X-ray is the initial radiological test in the evaluation of patients. Of the 13 perforations as a result of colonoscopy, nine were detected during the procedure. Therefore, erect abdominal X-ray and chest X-ray were sufficient to confirm the diagnosis and for preoperative evaluation. Additional radiological tests were not needed for these cases. For the other four patients, because of a recent history of colonoscopy, decision was made according to physical examination. Two patients with signs of acute abdomen underwent emergency surgery following the detection of free air in X-ray.
In addition to X-ray, abdominal CT was utilized for the patient who had polypectomy in the ascending colon and had mild tenderness only, as well as the patient with very poor status that refused surgery.
12 of the 13 cases of perforation occurred in the sigmoid colon, rectosigmoid junction or the rectum, which constitute the area of investigation of rectosigmoidoscopy.
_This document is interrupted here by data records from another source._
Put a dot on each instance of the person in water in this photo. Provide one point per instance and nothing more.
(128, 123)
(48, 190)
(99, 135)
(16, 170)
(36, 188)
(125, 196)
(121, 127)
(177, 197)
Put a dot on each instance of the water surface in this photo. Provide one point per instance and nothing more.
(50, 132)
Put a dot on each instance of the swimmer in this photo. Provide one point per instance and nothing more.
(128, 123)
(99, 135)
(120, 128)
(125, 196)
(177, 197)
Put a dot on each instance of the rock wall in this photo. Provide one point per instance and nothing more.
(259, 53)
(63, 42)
Only one perforation was from the ascending colon. Although all cases of perforation were patients for whom colonoscopy was planned, no perforations developed for the young patients who underwent rectosigmoidoscopy for rectal hemorrhage. This shows that age and accompanying diseases are important risk factors for perforation.
Colonoscopies were performed by 27 endoscopists of which 24 were general surgeons and 3 were gastroenterologists. Perforations happened during the procedures of ten general surgeons and two gastroenterologists. The rate of perforation for the two groups did not differ significantly.
Perforations occurred in 12 diagnostic colonoscopies and one therapeutic colonoscopy. The mean age was 65.13 years for the diagnostic group and 45 for the therapeutic group. The ASA (American Society of Anesthesiologists) score was not stated in the article, however, the mean length of hospital stay being 15 days (from four to 45 days) suggests a high ASA score.
“Research ethics have become universal in their principles through international treaties. The standardization of regulations facilitates the internationalization of research on drugs. However, for observational studies (i.e. data collected either retrospectively or prospectively, without any therapeutic procedures or follow up in addition to how the patients would otherwise be managed) the modalities used for applying the main principles vary from one country to another.” (1) In our country, according to the regulation on clinical research effective since 2014, for retrospective studies utilizing data collected from medical records, approval of the ethics committee is not mandatory. On the other hand, we agree with the reader that it would have been better to obtain ethics committee approval.
Şükrü Çolak
Clinic of General Surgery, İstanbul Training and Research Hospital, İstanbul, Turkey
REFERENCES
1. Claudot F, Alla F, Fresson J, Calvez T, Coudane H, Bonaïti-Pellié C. Ethics and observational studies in medical research: various rules in a common framework. Int J Epidemiol 2009; 38: 1104-1108.